Carter Eastis’ set design (adapted from Michael Halad’s) provides an appropriate background for the action. Stage right is Dr. Givings’ medical treatment room; stage left is the parlor of the Givings’ home. Both halves are nicely furnished, and Elisabeth Cooper’s prop design and M.C. Parks’ "instrument" design are both impressive. Landi McAdams’ costumes (adapted from Jonida Beqo’s designs) set the period appropriately, and Katie McCreary’s lighting design and Rob Brooksher’s sound design enhance the action. The set is a tiny bit flimsy, with wall panels separated by blank space and walls that shudder when doors are closed. Still, it’s a good use of the space, with leafless branches downstage of the stage curtain that frame outdoor action, except for the nicely staged final scene.

Director Rachel May has created effective pacing and blocking of the action, even though the script does tend to slow down as the play is winding up. She hasn’t been able to elicit a consistent level of acting quality in the cast, however. Daniel May is excellent as the scientific-minded Dr.
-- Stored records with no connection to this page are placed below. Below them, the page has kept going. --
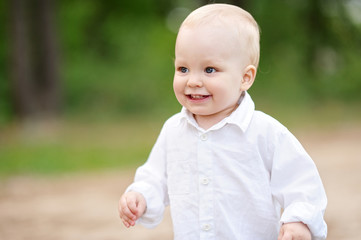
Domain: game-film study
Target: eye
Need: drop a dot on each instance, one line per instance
(183, 69)
(210, 70)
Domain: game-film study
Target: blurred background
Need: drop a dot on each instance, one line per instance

Givings, as is Tony Larkin as a British artist. Wendy Melkonian is stunningly perfect in her role as a frustrated housewife. Maria Sager is quite good as Annie, the doctor’s assistant, although she doesn’t appear to be over 33, as the script indicates.
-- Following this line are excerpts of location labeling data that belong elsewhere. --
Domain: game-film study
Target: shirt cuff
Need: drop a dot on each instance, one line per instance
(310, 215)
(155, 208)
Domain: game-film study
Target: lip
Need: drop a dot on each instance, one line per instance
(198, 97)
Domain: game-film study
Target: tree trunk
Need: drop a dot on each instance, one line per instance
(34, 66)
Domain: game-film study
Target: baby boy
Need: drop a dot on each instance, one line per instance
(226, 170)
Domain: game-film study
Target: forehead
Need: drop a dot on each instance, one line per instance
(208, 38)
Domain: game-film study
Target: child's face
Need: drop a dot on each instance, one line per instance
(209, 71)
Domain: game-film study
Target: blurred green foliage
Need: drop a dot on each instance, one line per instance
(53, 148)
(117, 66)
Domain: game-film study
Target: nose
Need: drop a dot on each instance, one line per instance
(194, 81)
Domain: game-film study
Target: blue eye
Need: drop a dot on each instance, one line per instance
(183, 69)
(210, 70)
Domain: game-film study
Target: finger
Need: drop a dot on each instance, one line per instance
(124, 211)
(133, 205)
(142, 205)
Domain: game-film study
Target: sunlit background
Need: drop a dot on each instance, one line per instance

On the other side of things, Doyle Reynolds is execrable as Mr. Daldry, all clipped, artificial speech, coupled with a total lack of virile masculinity. Danielle Mills is little better as nursemaid Elizabeth, showing little facial expression and giving her lines with a flat, generally listless delivery. Bryn Striepe is okay as the central character of Mrs. Givings, but she’s a bit sturdy for the role of a flighty, generally delicate woman. Instead of a Nora from "A Doll’s House," we get more of a Mrs. Antrobus from "The Skin of Our Teeth." More nuance is needed.
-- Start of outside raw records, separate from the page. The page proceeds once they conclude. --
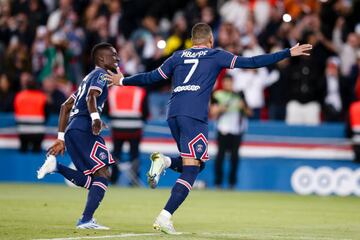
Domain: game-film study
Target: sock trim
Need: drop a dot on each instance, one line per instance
(185, 183)
(88, 182)
(166, 214)
(100, 184)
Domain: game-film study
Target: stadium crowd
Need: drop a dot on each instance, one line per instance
(49, 42)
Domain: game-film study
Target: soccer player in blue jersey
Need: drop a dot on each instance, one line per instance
(194, 72)
(79, 129)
There’s a lot of undressing and dressing in the play, as patients disrobe for the doctor, then slip on their clothes when their session is done, not to mention Elizabeth nursing the Givings’ daughter as she poses. It’s all done in good taste, though, with little bare flesh exposed. There’s quite a bit of prurient action going on, but nothing that goes beyond the bounds of modern good taste for adult audiences. The title and subject matter are meant to titillate, and they do do a good job of attracting audiences, but Synchronicity’s production doesn’t deliver the goods that would make this play fully entertaining on its own merits. [POST A COMMENT REGARDING THIS REVIEW]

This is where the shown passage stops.